Analisis Tawuran Pelajar di Indonesia

I. PENDAHULUAN

Tawuran antar pelajar merupakan fenomena sosial yang sudah dianggap lumrah oleh masyarakat di Indonesia. Bahkan ada sebuah pendapat yang menganggap bahwa tawuran merupakan salah satu kegiatan rutin dari pelajar yang menginjak usia remaja. Tawuran antar pelajar sering terjadi di kota-kota besar yang seharusnya memiliki masyarakat dengan peradaban yang lebih maju.

Para pelajar remaja yang sering melakukan aksi tawuran tersebut lebih senang melakukan perkelahian di luar sekolah daripada masuk kelas pada kegiatan belajar mengajar. Tawuran tersebut telah menjadi kegiatan yang turun temurun pada sekolah tersebut. Sehingga tidak heran apabila ada yang berpendapat bahw tawuran sudah membudaya atau sudah menjadi tradisi pada sekolah tertentu.

Kerugian yang disebabkan oleh tawuran tidak hanya menimpa korban dari tawuran saja, tetapi juga mengakibatkan kerusakan di tempat mereka melakukan aksi tersebut.
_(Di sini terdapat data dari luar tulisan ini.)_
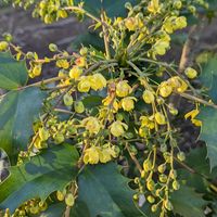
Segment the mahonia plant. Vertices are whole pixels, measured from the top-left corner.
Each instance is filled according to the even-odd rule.
[[[69,53],[50,43],[53,55],[39,58],[4,35],[0,87],[10,91],[1,97],[0,148],[8,152],[11,167],[0,184],[2,216],[216,214],[214,175],[205,157],[200,159],[208,167],[205,175],[189,163],[177,120],[190,119],[196,129],[205,126],[201,139],[215,170],[216,144],[215,139],[206,141],[206,125],[215,120],[217,105],[203,86],[193,84],[200,67],[179,72],[175,63],[162,61],[171,35],[188,26],[184,14],[196,17],[196,9],[206,10],[208,3],[136,2],[120,4],[126,16],[110,17],[103,9],[91,13],[88,1],[13,0],[15,7],[34,7],[33,15],[46,24],[72,14],[91,18],[104,48],[81,46]],[[26,85],[27,77],[41,76],[46,65],[55,67],[58,76]],[[174,100],[180,98],[191,104],[187,114]],[[209,119],[204,120],[206,114]],[[196,179],[204,180],[205,193],[193,186]]]

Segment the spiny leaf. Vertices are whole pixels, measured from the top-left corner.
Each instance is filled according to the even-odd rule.
[[[21,166],[12,166],[10,176],[0,184],[0,208],[11,212],[23,202],[47,196],[63,188],[77,175],[77,150],[69,144],[54,146],[31,157]]]
[[[11,91],[0,102],[0,148],[12,162],[20,150],[26,150],[44,97],[39,88],[30,87]]]
[[[86,212],[77,216],[145,216],[136,207],[132,201],[133,190],[128,187],[128,181],[114,163],[87,166],[78,177],[79,194],[76,202],[76,212],[79,213],[84,208]]]
[[[16,61],[11,53],[0,53],[0,88],[7,90],[25,86],[28,72],[24,61]]]

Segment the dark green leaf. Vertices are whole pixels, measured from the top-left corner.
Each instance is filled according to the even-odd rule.
[[[16,61],[9,53],[0,53],[0,88],[13,90],[25,86],[28,72],[24,61]]]
[[[82,100],[85,107],[91,108],[102,104],[103,98],[100,95],[89,95]]]
[[[47,196],[64,187],[77,175],[77,150],[69,144],[44,150],[21,166],[12,166],[10,176],[0,184],[0,208],[13,212],[33,197]]]
[[[78,177],[79,217],[140,217],[145,216],[136,207],[133,190],[128,179],[120,175],[114,163],[87,166]],[[82,207],[82,208],[80,208]],[[75,210],[74,210],[75,212]]]
[[[206,202],[193,189],[182,186],[180,190],[171,194],[170,200],[175,214],[183,217],[205,217],[203,208]]]
[[[37,217],[61,217],[63,216],[64,212],[66,209],[65,202],[62,203],[55,203],[49,206],[49,208],[41,214],[39,214]]]
[[[39,88],[31,87],[11,91],[0,102],[0,148],[11,159],[20,150],[26,150],[44,97]]]
[[[206,156],[207,150],[205,145],[203,148],[193,149],[187,155],[186,164],[195,171],[210,177],[209,162]],[[187,181],[188,186],[194,188],[200,193],[207,192],[208,182],[199,174],[192,174],[186,169],[179,169],[179,179]]]
[[[212,169],[217,166],[217,110],[204,106],[199,118],[203,123],[200,139],[206,142],[207,157],[209,158]]]

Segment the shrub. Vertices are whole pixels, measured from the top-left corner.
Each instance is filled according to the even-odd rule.
[[[13,1],[34,7],[46,24],[71,14],[91,18],[103,47],[68,53],[51,43],[53,55],[40,59],[4,35],[0,146],[11,166],[0,184],[2,215],[217,215],[216,56],[197,64],[182,59],[180,66],[163,61],[174,33],[208,3],[100,2]],[[27,85],[47,64],[58,76]],[[186,119],[201,128],[206,146],[180,145]]]

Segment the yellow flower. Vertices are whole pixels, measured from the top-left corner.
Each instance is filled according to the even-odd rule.
[[[102,152],[100,153],[100,162],[105,164],[112,159],[111,154],[108,150],[103,149]]]
[[[58,60],[55,65],[64,69],[67,69],[69,67],[69,63],[67,62],[67,60]]]
[[[81,125],[90,132],[90,133],[98,133],[101,129],[101,125],[95,117],[86,117],[82,119]]]
[[[140,127],[139,128],[139,136],[140,137],[143,137],[143,138],[146,138],[146,136],[148,136],[148,128],[146,127]]]
[[[176,18],[177,16],[170,16],[170,17],[166,17],[163,24],[163,29],[168,33],[168,34],[173,34],[176,26]]]
[[[106,87],[106,79],[101,74],[94,74],[90,77],[90,86],[93,90],[101,90]]]
[[[132,88],[127,84],[127,80],[122,80],[116,86],[116,94],[117,97],[125,98],[129,93],[131,93]]]
[[[158,0],[152,0],[149,3],[148,11],[153,13],[153,14],[158,13],[161,11],[159,1]]]
[[[200,113],[200,111],[197,108],[192,110],[184,115],[184,118],[188,119],[190,117],[192,124],[194,124],[196,127],[201,127],[202,122],[195,118],[199,115],[199,113]]]
[[[81,56],[81,58],[78,58],[76,61],[75,61],[75,64],[79,67],[85,67],[87,62],[86,62],[86,58]]]
[[[128,129],[128,126],[119,120],[114,122],[111,126],[110,126],[110,130],[111,133],[114,137],[120,137],[125,133],[125,130]]]
[[[89,92],[91,87],[90,80],[88,76],[80,77],[80,81],[78,82],[78,91],[79,92]]]
[[[118,16],[117,18],[115,18],[114,21],[114,26],[117,26],[118,24],[120,24],[123,22],[123,17]]]
[[[156,112],[154,117],[158,125],[166,125],[166,118],[161,112]]]
[[[154,129],[154,122],[149,116],[141,116],[141,127],[146,127],[149,129]]]
[[[151,104],[154,102],[154,94],[150,90],[144,90],[142,98],[146,104]]]
[[[188,78],[193,79],[197,76],[197,72],[195,69],[193,69],[192,67],[188,67],[184,71],[184,74],[187,75]]]
[[[5,51],[9,48],[9,43],[7,41],[0,41],[0,51]]]
[[[136,30],[137,28],[136,17],[126,18],[125,26],[127,27],[128,30]]]
[[[98,146],[91,146],[85,150],[84,163],[85,164],[98,164],[100,161],[101,150]]]
[[[176,18],[176,29],[182,29],[187,27],[186,16],[179,16]]]
[[[129,111],[135,108],[135,101],[137,101],[136,98],[127,97],[127,98],[122,99],[120,105],[122,105],[124,111],[129,112]]]
[[[188,89],[188,84],[179,76],[169,78],[167,82],[178,92],[184,92]]]
[[[119,110],[119,105],[117,99],[113,99],[113,97],[107,95],[104,100],[102,100],[103,105],[110,106],[114,113]]]
[[[173,87],[166,82],[166,81],[163,81],[161,85],[159,85],[159,94],[163,97],[163,98],[167,98],[173,92]]]
[[[125,20],[125,26],[128,30],[136,30],[137,28],[142,28],[143,23],[139,17],[128,17]]]
[[[153,46],[153,53],[158,55],[164,55],[166,50],[169,48],[169,42],[166,40],[158,40]]]
[[[77,80],[81,74],[82,74],[82,69],[78,66],[73,66],[73,68],[69,71],[69,77],[75,80]]]

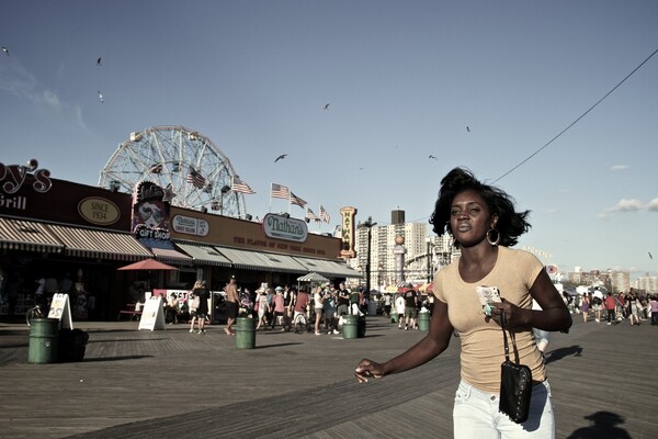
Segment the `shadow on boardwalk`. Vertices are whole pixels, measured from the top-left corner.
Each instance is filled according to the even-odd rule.
[[[658,437],[658,328],[576,320],[548,347],[557,437]],[[452,437],[456,338],[429,364],[358,384],[359,359],[388,359],[424,334],[370,317],[362,339],[263,331],[257,349],[237,349],[216,326],[137,326],[76,323],[90,333],[83,361],[29,364],[26,328],[0,324],[0,437]]]

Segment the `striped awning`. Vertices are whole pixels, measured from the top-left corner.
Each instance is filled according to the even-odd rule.
[[[194,262],[202,266],[218,266],[218,267],[230,267],[230,260],[222,255],[213,246],[193,245],[193,244],[179,244],[175,246],[190,255]]]
[[[287,255],[279,254],[258,254],[261,258],[265,259],[271,266],[271,271],[280,271],[287,273],[305,273],[308,270],[297,262],[295,258]]]
[[[239,250],[237,248],[216,247],[226,256],[235,268],[247,270],[272,271],[272,264],[260,257],[256,251]]]
[[[363,275],[352,269],[344,262],[328,260],[300,258],[295,256],[295,259],[302,263],[308,271],[314,271],[329,278],[363,278]]]
[[[64,246],[46,224],[0,216],[0,248],[60,254]]]
[[[127,233],[48,224],[47,228],[64,244],[65,254],[81,258],[139,260],[151,254]]]
[[[150,250],[156,256],[156,259],[161,262],[172,263],[174,266],[192,266],[192,258],[180,251],[157,247],[154,247]]]

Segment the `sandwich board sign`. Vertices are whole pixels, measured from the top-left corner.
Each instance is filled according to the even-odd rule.
[[[139,329],[164,329],[164,308],[161,296],[150,297],[144,303]]]
[[[57,318],[59,320],[60,328],[73,328],[73,322],[71,319],[71,304],[69,302],[68,294],[57,293],[53,295],[53,302],[50,302],[50,311],[48,312],[48,318]]]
Tentunya kebanyakan dari para pelaku tawuran tidak mau bertanggung jawab atas kerusakan yang mereka timbulkan. Biasanya mereka hanya lari setelah puas melakukan tawuran. Akibatnya masyarakat menjadi resah terhadap kegiatan pelajar remaja.

Keresahan tersebut sendiri merupakan kerugian dari tawuran yang bersifat psikis. Keresahan ini akan menimbulkan rasa tidak percaya terhadap generasi muda yang seharusnya menjadi agen perubahan bangsa. Dari segi politik, hal tersebut dimanfaatkan oleh para pemegang otoritas untuk melanggengkan status quo-nya. Mereka memanfaatkannya dengan cara membangun opini publik bahwa para pemuda di Indonesia masih balum mampu menduduki otoritas kekuasaan politis di Indonesia.
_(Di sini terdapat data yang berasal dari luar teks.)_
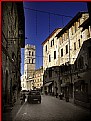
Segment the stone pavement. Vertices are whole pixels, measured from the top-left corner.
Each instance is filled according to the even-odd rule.
[[[57,98],[57,99],[59,100],[59,98]],[[65,99],[63,99],[63,101],[65,101]],[[67,103],[72,103],[74,105],[74,102],[71,99]],[[21,100],[19,97],[18,100],[16,101],[14,107],[12,108],[12,110],[7,111],[7,113],[3,113],[3,118],[2,118],[3,120],[2,121],[14,121],[14,119],[15,119],[15,117],[16,117],[16,115],[21,107],[22,107],[22,105],[21,105]]]

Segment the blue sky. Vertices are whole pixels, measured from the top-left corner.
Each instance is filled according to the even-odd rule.
[[[36,11],[37,10],[37,11]],[[43,65],[42,42],[56,28],[63,28],[80,11],[87,11],[86,2],[24,2],[25,44],[36,46],[36,69]],[[60,15],[57,15],[60,14]],[[21,50],[21,74],[24,71],[24,49]]]

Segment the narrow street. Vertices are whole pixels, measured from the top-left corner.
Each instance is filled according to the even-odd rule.
[[[70,102],[43,95],[41,104],[26,101],[14,121],[89,121],[90,114],[88,110]]]

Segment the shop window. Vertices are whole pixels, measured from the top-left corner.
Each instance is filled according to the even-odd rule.
[[[79,69],[82,69],[83,66],[84,66],[83,57],[80,57],[80,58],[78,59],[78,67],[79,67]]]
[[[52,70],[49,69],[49,77],[52,77]]]

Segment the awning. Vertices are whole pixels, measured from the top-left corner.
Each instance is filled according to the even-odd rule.
[[[44,86],[49,86],[50,84],[52,84],[52,82],[48,82]]]

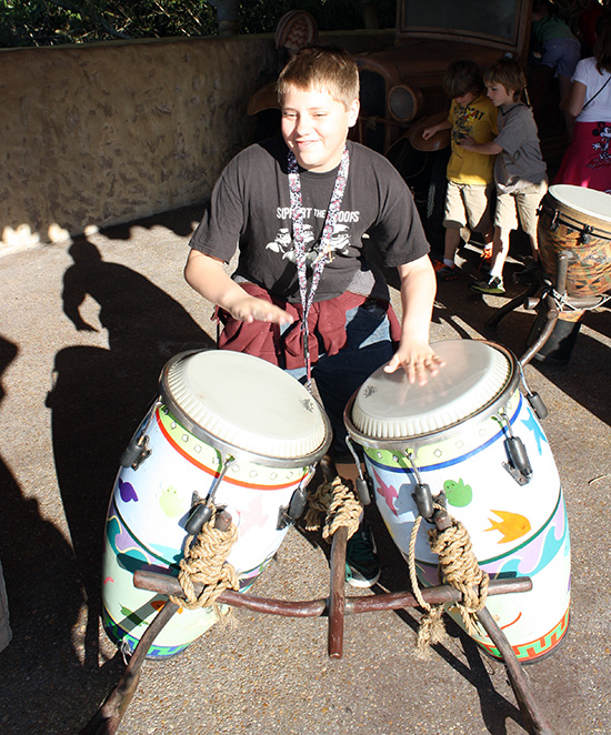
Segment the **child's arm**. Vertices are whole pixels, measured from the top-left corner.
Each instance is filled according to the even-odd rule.
[[[434,271],[428,255],[399,265],[398,270],[403,309],[401,340],[384,372],[393,373],[402,368],[410,383],[424,385],[428,373],[437,375],[444,364],[429,345],[429,328],[437,290]]]
[[[451,127],[452,123],[449,120],[442,120],[441,122],[438,122],[437,125],[424,128],[424,130],[422,131],[422,138],[424,140],[429,140],[429,138],[432,138],[440,130],[450,130]]]
[[[460,144],[467,151],[471,151],[473,153],[483,153],[484,155],[497,155],[497,153],[500,153],[503,150],[502,147],[499,145],[499,143],[495,143],[493,140],[489,141],[488,143],[475,143],[471,135],[465,135],[460,141]]]
[[[241,322],[273,322],[290,324],[290,314],[276,304],[249,295],[223,269],[223,263],[206,255],[199,250],[191,250],[184,279],[201,296],[228,311]]]

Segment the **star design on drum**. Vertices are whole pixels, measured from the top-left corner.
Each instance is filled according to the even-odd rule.
[[[373,474],[375,475],[375,492],[385,500],[390,511],[394,515],[399,515],[394,507],[394,502],[397,501],[397,496],[399,495],[397,489],[393,487],[392,485],[387,485],[384,482],[382,482],[382,479],[375,472],[375,470],[373,470]]]
[[[542,452],[541,442],[544,442],[545,444],[548,444],[548,437],[543,433],[543,430],[541,429],[539,422],[537,421],[537,419],[534,417],[534,415],[533,415],[532,411],[530,411],[530,409],[529,409],[529,420],[524,421],[522,419],[522,423],[524,424],[524,426],[529,431],[531,431],[534,434],[534,441],[537,442],[537,450],[538,450],[539,454],[541,454],[541,452]]]

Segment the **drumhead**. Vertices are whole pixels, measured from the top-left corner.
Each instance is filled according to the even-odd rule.
[[[549,192],[565,207],[577,209],[604,222],[611,222],[611,194],[572,184],[553,184],[549,188]]]
[[[443,432],[507,400],[519,380],[513,355],[491,343],[448,340],[433,345],[445,362],[427,385],[411,384],[398,370],[377,370],[344,414],[349,433],[373,445]],[[360,436],[359,436],[360,434]]]
[[[163,369],[161,397],[186,429],[213,446],[294,466],[327,451],[329,420],[301,383],[264,360],[229,350],[182,353]]]

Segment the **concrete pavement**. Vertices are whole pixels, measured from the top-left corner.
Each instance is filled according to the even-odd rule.
[[[123,668],[99,622],[103,522],[119,455],[161,368],[212,344],[211,308],[182,280],[199,215],[183,210],[0,259],[0,560],[13,631],[0,653],[4,735],[79,732]],[[432,339],[493,339],[521,354],[532,314],[521,309],[490,332],[485,320],[507,298],[470,294],[477,251],[463,255],[462,278],[439,289]],[[611,733],[610,346],[603,308],[587,315],[568,368],[525,369],[550,411],[543,427],[571,528],[571,627],[528,668],[557,735]],[[379,591],[405,588],[407,565],[371,511]],[[325,596],[317,542],[292,528],[252,593]],[[325,618],[237,610],[183,655],[144,664],[119,734],[525,732],[502,664],[452,623],[448,641],[417,658],[418,621],[414,611],[348,617],[335,661]]]

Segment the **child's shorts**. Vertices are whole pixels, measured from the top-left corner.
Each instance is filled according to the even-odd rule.
[[[492,185],[448,181],[443,226],[448,230],[470,228],[474,232],[492,230]]]
[[[529,236],[537,239],[537,210],[547,191],[548,182],[541,181],[511,194],[497,192],[494,226],[501,230],[517,230],[521,224]]]

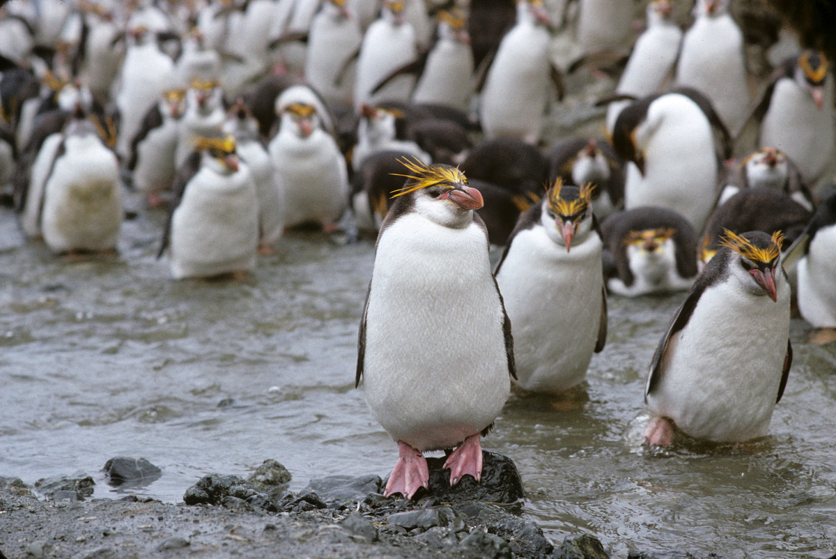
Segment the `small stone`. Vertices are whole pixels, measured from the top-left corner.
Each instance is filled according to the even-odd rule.
[[[349,515],[340,523],[340,526],[352,534],[364,537],[370,543],[378,540],[377,528],[368,518],[359,512]]]
[[[179,536],[172,536],[170,538],[166,538],[163,540],[159,546],[157,546],[158,551],[165,551],[169,549],[182,549],[190,546],[191,543],[186,538],[180,537]]]
[[[272,499],[278,499],[287,490],[291,477],[287,468],[273,459],[268,459],[256,468],[247,481]]]
[[[386,524],[394,524],[406,530],[421,528],[424,531],[433,526],[446,526],[448,521],[446,515],[442,515],[438,509],[432,508],[395,512],[389,515]]]
[[[311,480],[305,490],[315,492],[326,503],[354,503],[363,500],[370,494],[377,494],[382,483],[380,476],[374,474],[358,477],[331,475]]]
[[[162,475],[162,470],[144,458],[116,456],[104,463],[104,474],[113,486],[148,485]]]
[[[457,549],[466,559],[511,559],[508,542],[480,528],[474,528]]]
[[[554,553],[554,559],[609,559],[604,546],[594,536],[567,536]]]

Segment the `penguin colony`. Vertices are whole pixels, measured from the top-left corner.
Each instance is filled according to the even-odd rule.
[[[165,206],[177,280],[246,276],[297,228],[376,235],[356,382],[399,448],[387,495],[427,487],[431,450],[478,481],[512,387],[582,389],[608,296],[686,292],[646,444],[766,435],[791,300],[836,339],[817,38],[765,3],[781,44],[734,0],[650,0],[638,33],[629,3],[8,3],[0,195],[57,254],[115,253],[127,197]],[[567,72],[609,85],[599,132],[555,133]]]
“Tawuran sudah jadi tradisi dari dulu”. Ungkap Adi alias cacing yang merupakan alumni dari SMA Negeri 4 Yogyakarta. Dari peryataan tersebut semakin menguatkan bahwa tawuran antar pelajar telah menjadi kegiatan yang sifatnya kultural pada tiap sekolah, terutama sekolah menengah. Kondisi tersebut memancing pertanyaan terutama dari sudut pandang sosiologis.

Menurut seorang sosiolog asal Jerman, Emille Durkheim, tindakan para pelajar dalam tawuran merupakan perilaku menyimpang atau deviance. Faktor penyebab deviance sendiri beraneka ragam sehingga diperlukan analisis dengan perspektif sosiologi konflik untuk menemukan upaya rekonsiliasi yang mampu mengamodasi permasalahan tersebut.

II. PERMASALAHAN

Permasalahan tersebut, seperti yang telah diuraikan sebelumnya, bukan merupakan permasalahan yang baru saja muncul. Di salah satu kota besar di Indonesia seperti Jakarta misalnya, terdapat sekolah menengah di kawasan Bulungan, Jakarta Selatan yang sejak dahulu ‘rutin’ melakukan tawuran. Hingga kini sekolah tersebut menjadi buah bibir pelajar sekolah menengah di Jakarta. Dalam sekolah tersebut, tawuran tidak hanya terjadi antara sekolah tersebut dengan sekolah lainnya, tetapi juga sering terjadi perkelahian internal sesama pelajar di sekolah tersebut terutama yang bersifat senioritas.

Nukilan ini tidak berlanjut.